En 2023, Shakira fue condenada por un supuesto fraude fiscal tras llegar a un acuerdo con la justicia española, aceptando una pena de tres años de cárcel, sin ingresar a prisión, pagando una multa de 7,3 millones de euros por impuestos no pagados entre 2012 y 2014.
La Fiscalía sostuvo que la cantante fingió vivir en Bahamas cuando en realidad residía en Barcelona junto a su familia, dejando de pagar 14,5 millones de euros; sin embargo, las cosas han cambiado para Shakira, pues acaba de ganar la batalla legal que ha sostenido durante 8 años.
Shakira gana batalla legal contra la Hacienda española y recibirá 60 millones de euros
Shakira obtuvo una importante victoria judicial después de que la Audiencia Nacional fallara a su favor tras más de ocho años de disputa con la Agencia Tributaria, donde la cantante defendía que en 2011 no residía fiscalmente en España.
El fallo judicial anuló una resolución emitida en 2021 y determinó que Hacienda no pudo demostrar que Shakira hubiera pasado más de 183 días en España, requisito clave para considerarla residente fiscal.
Además, la sentencia ordena devolverle más de 55 millones de euros, incluyendo intereses y costas procesales, que ascienden a cerca de 60 millones de euros.
Shakira reacciona al fallo que demuestra su inocencia ante Hacienda
Tras darse a conocer el nuevo dictamen, Shakira reaccionó con un fuerte comunicado en el que condena el trato recibido durante estos 8 años en los que trató de demostrar su inocencia:
“Después de más de ocho años soportando un señalamiento público brutal, campañas orquestadas para destruir mi reputación y noches enteras sin dormir que terminaron afectando a mi salud y al bienestar de mi familia, por fin la Audiencia Nacional ha puesto las cosas en su sitio. Nunca hubo fraude, y la propia Administración nunca pudo demostrar lo contrario, sencillamente, porque no era cierto”, ha expresado la cantante.
La cantante también lamentó el desgaste personal y mediático que sufrió desde el inicio de la investigación:
“Aun así, durante casi una década, se me ha tratado como culpable. Se ha filtrado, distorsionado y amplificado cada paso del proceso, y se ha utilizado mi nombre y mi figura pública para enviar un mensaje amenazante al resto de contribuyentes”.

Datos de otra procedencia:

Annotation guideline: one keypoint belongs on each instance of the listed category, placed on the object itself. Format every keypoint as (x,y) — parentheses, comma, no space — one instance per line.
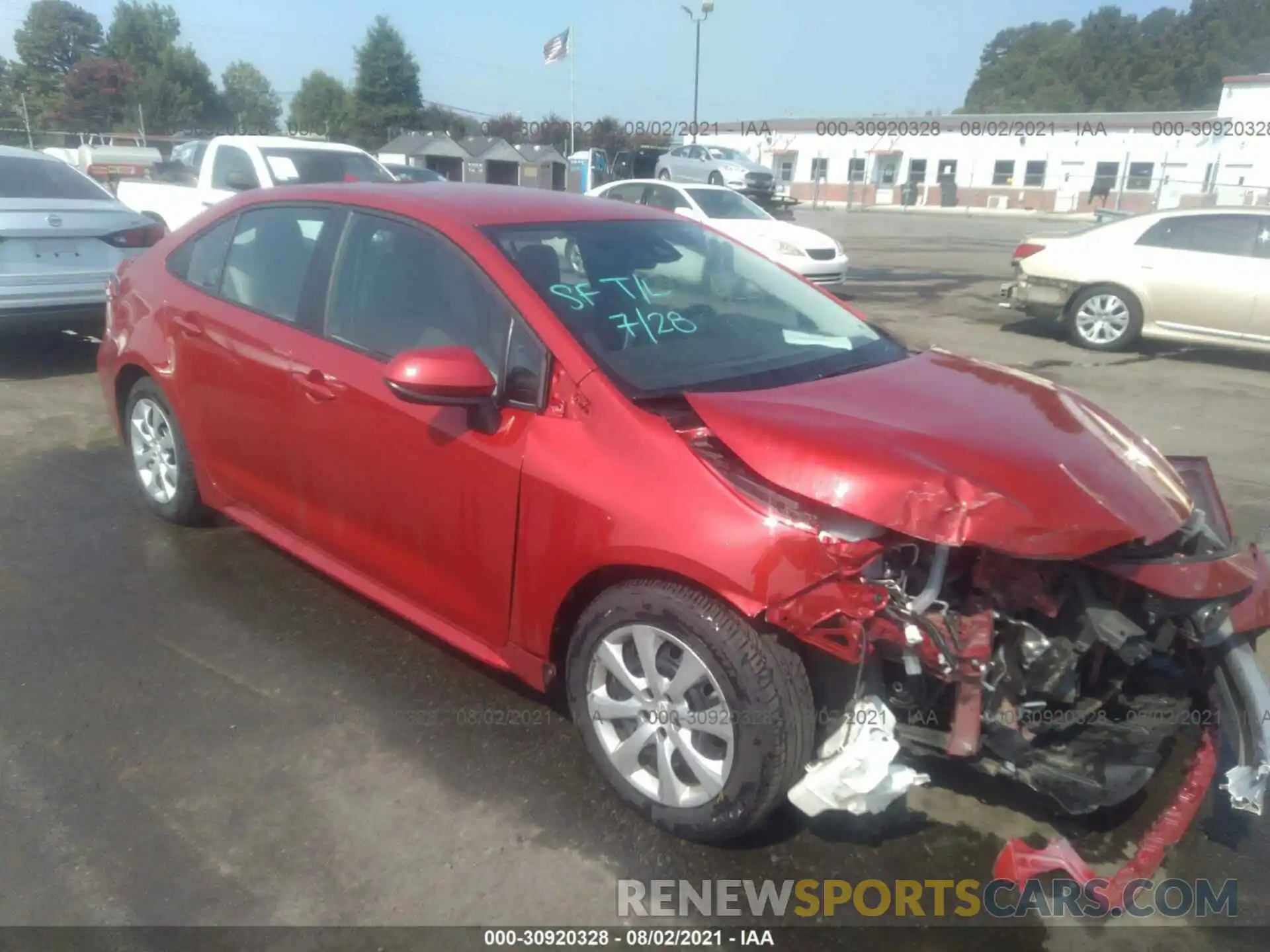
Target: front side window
(312,167)
(668,306)
(233,168)
(46,178)
(270,258)
(1214,234)
(201,260)
(398,287)
(719,204)
(626,193)
(665,197)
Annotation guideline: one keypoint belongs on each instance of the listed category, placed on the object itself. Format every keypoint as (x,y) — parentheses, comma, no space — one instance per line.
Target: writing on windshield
(635,320)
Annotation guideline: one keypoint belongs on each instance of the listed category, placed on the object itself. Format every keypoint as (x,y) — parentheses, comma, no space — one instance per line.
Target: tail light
(145,237)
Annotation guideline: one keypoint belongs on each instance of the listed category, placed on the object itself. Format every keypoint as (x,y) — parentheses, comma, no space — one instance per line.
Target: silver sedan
(62,239)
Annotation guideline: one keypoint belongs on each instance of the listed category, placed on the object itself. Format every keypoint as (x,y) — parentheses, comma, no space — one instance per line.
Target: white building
(1044,161)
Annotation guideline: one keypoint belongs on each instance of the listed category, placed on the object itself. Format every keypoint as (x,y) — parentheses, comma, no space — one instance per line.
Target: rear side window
(1214,234)
(45,178)
(201,260)
(269,258)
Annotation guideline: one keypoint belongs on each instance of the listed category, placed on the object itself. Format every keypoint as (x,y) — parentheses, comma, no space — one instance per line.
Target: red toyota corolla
(771,551)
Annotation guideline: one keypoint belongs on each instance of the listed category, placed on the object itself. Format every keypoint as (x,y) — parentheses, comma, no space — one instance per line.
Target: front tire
(160,456)
(1104,317)
(698,721)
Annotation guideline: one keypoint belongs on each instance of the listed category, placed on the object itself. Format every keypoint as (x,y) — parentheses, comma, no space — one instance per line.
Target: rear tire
(160,456)
(748,695)
(1104,317)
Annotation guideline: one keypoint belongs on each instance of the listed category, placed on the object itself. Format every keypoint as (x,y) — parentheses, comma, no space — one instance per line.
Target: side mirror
(446,376)
(240,182)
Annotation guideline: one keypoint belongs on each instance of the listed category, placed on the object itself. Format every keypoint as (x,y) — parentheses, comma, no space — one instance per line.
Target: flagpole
(573,46)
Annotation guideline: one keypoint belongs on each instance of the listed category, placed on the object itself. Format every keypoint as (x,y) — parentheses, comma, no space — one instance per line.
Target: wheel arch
(1136,294)
(125,381)
(589,587)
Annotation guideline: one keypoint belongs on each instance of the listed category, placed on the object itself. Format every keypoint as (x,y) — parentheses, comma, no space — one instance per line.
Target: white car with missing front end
(817,257)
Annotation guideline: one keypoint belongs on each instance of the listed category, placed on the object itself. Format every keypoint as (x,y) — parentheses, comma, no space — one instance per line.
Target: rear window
(45,178)
(310,167)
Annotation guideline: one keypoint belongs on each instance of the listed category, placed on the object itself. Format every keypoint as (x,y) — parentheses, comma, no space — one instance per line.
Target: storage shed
(545,168)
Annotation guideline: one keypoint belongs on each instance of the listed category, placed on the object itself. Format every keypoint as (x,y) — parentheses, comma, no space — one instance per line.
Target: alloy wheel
(154,450)
(1103,319)
(661,716)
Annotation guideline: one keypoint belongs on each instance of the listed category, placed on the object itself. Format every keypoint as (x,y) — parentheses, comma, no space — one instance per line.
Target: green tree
(439,118)
(51,40)
(140,32)
(95,95)
(179,95)
(508,126)
(1166,60)
(386,91)
(320,106)
(251,99)
(552,130)
(607,134)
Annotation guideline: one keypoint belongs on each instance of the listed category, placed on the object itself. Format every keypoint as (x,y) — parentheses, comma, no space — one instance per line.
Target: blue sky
(634,58)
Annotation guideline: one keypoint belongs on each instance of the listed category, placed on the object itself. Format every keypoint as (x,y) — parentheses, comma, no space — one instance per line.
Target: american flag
(556,48)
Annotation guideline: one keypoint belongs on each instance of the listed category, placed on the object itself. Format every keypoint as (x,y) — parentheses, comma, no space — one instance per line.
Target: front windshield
(310,167)
(668,306)
(726,204)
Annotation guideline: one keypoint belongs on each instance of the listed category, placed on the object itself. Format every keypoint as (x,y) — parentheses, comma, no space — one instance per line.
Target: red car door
(234,321)
(405,494)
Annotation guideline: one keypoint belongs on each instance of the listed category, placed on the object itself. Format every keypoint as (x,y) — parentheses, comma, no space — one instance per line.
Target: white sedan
(816,257)
(1198,276)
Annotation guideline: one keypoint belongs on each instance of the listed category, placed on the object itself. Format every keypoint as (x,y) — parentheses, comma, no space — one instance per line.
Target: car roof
(469,205)
(286,143)
(19,153)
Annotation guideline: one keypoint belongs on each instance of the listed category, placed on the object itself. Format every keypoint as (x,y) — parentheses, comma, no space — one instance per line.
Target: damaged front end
(1070,676)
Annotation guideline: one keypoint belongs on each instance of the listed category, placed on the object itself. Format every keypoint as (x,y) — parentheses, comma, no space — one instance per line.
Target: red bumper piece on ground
(1019,862)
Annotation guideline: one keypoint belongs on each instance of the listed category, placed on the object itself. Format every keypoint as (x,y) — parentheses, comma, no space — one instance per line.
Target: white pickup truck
(233,164)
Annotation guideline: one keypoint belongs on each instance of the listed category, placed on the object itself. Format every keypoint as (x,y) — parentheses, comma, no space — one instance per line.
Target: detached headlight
(785,248)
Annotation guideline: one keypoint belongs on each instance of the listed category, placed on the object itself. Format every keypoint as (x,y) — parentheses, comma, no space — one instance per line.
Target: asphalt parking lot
(196,729)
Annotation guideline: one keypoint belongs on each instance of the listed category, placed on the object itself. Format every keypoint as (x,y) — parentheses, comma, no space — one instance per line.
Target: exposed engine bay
(1071,677)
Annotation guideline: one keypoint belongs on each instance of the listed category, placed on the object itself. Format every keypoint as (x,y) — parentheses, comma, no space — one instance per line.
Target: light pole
(706,7)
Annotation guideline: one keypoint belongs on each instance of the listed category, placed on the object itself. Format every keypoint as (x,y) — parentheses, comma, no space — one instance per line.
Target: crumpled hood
(959,452)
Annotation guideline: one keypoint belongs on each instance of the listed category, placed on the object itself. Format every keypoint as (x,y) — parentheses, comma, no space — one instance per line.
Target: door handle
(187,324)
(317,385)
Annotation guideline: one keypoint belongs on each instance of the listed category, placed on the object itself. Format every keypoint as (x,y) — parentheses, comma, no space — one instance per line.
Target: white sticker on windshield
(282,168)
(796,337)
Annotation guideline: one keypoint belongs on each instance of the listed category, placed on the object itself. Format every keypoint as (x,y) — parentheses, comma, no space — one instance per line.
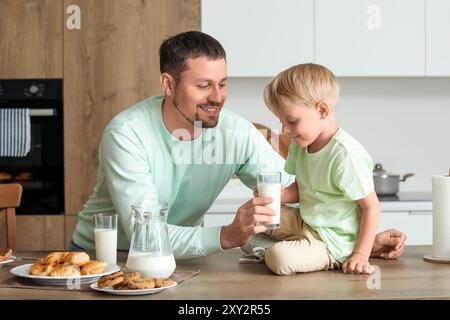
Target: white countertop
(236,194)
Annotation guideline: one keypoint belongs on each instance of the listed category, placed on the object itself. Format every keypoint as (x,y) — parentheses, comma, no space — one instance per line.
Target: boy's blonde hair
(307,84)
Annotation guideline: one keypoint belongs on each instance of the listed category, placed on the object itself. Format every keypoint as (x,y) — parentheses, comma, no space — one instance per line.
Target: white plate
(137,292)
(24,272)
(7,261)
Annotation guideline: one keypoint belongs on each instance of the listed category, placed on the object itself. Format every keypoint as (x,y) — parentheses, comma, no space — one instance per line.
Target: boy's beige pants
(301,249)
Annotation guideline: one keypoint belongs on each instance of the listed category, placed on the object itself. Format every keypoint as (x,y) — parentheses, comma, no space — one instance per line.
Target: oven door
(40,172)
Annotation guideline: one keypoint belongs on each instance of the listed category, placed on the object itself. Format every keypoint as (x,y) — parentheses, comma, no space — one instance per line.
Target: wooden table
(222,277)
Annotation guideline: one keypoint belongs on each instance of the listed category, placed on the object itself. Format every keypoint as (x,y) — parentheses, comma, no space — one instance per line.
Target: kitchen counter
(236,194)
(222,277)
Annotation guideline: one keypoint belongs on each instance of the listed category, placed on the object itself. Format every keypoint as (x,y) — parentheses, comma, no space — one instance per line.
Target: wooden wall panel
(109,65)
(40,232)
(31,39)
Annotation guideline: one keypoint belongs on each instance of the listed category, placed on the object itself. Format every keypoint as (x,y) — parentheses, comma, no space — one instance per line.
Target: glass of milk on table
(150,252)
(105,229)
(269,185)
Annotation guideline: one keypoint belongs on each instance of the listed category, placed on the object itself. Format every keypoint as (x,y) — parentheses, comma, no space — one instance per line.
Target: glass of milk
(150,252)
(105,229)
(269,185)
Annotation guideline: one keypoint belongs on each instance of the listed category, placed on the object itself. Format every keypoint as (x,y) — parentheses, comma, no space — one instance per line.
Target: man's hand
(357,263)
(248,221)
(389,244)
(256,195)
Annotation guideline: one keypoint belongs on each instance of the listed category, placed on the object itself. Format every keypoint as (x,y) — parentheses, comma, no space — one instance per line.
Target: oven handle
(42,112)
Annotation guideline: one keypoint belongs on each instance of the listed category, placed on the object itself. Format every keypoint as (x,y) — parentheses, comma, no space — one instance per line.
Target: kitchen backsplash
(404,123)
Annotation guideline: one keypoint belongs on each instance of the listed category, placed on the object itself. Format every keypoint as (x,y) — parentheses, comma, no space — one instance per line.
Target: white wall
(404,123)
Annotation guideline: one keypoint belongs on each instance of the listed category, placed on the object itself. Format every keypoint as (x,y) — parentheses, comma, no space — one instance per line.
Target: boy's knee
(278,261)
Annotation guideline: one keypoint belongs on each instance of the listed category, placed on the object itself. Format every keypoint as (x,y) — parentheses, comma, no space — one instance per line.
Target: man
(183,149)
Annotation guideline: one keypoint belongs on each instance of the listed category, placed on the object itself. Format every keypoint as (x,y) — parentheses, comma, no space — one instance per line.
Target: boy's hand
(357,263)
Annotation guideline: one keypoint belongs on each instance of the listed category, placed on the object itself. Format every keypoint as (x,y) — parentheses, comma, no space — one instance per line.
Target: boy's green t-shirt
(330,182)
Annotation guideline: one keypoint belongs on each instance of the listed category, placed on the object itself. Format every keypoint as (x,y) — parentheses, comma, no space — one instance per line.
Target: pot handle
(406,176)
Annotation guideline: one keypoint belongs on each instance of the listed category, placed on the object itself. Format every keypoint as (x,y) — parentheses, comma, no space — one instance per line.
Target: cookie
(159,283)
(130,277)
(142,283)
(111,280)
(93,267)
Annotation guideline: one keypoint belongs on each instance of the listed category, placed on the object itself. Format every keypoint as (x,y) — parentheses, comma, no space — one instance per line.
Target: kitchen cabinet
(218,219)
(417,225)
(261,37)
(371,37)
(111,63)
(438,35)
(31,39)
(40,232)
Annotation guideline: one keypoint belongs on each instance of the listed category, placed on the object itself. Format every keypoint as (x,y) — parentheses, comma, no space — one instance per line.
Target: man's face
(202,90)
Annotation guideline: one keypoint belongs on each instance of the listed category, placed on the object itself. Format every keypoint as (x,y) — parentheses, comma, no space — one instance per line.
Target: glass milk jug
(150,252)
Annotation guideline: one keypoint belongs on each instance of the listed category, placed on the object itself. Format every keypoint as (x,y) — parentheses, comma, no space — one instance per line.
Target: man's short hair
(175,51)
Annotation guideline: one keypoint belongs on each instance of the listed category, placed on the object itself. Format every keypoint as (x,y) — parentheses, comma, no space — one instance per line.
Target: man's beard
(210,122)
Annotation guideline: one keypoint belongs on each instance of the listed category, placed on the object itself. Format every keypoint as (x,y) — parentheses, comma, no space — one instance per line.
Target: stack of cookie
(132,281)
(63,264)
(6,256)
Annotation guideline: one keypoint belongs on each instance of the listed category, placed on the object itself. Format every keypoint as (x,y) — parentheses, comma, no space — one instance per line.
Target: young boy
(339,210)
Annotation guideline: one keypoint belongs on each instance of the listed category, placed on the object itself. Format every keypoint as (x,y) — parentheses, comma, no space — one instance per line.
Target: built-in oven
(41,171)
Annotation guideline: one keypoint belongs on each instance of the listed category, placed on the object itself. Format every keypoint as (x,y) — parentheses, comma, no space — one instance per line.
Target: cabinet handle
(420,213)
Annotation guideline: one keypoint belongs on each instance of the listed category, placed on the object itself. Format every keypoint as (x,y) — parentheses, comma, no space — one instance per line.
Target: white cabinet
(371,37)
(438,37)
(261,37)
(417,225)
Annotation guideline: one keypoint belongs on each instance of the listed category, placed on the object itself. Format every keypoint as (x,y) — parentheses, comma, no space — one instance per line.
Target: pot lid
(379,171)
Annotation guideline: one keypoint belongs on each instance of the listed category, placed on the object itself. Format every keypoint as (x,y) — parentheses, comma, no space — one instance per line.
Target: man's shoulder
(134,115)
(230,120)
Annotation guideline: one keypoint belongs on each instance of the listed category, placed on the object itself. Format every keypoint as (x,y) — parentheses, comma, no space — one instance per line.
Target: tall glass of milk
(105,229)
(150,252)
(269,185)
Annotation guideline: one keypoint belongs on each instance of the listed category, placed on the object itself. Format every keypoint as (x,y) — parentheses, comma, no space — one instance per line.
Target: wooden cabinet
(111,63)
(40,232)
(438,37)
(261,37)
(31,39)
(371,37)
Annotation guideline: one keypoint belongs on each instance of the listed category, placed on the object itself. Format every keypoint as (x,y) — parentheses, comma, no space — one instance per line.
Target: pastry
(76,258)
(110,280)
(93,267)
(37,268)
(159,283)
(130,277)
(142,283)
(54,258)
(63,264)
(65,271)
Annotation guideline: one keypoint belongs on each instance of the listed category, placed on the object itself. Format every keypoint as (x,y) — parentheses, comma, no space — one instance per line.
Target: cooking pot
(387,183)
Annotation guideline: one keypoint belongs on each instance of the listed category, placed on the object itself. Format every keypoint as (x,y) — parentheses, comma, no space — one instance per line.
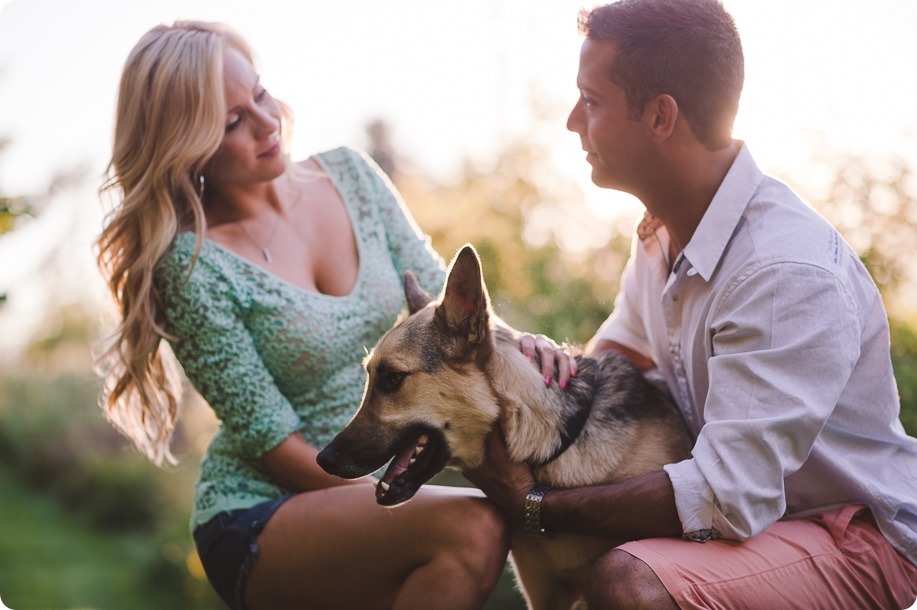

Ha concluido su comunicado con un fuerte mensaje, en el que espera que su experiencia sirva a otros contribuyentes que esté enfrentando una situación similar a la suya:
“Hoy esa narrativa cae, y lo hace con la fuerza de una sentencia. Mi mayor deseo es que este fallo siente un precedente para Hacienda y sirva a los miles de ciudadanos anónimos que cada día son abusados y aplastados por un sistema que presume su culpabilidad y los obliga a demostrar su inocencia desde la ruina económica y emocional. A ellos va dedicada esta victoria”.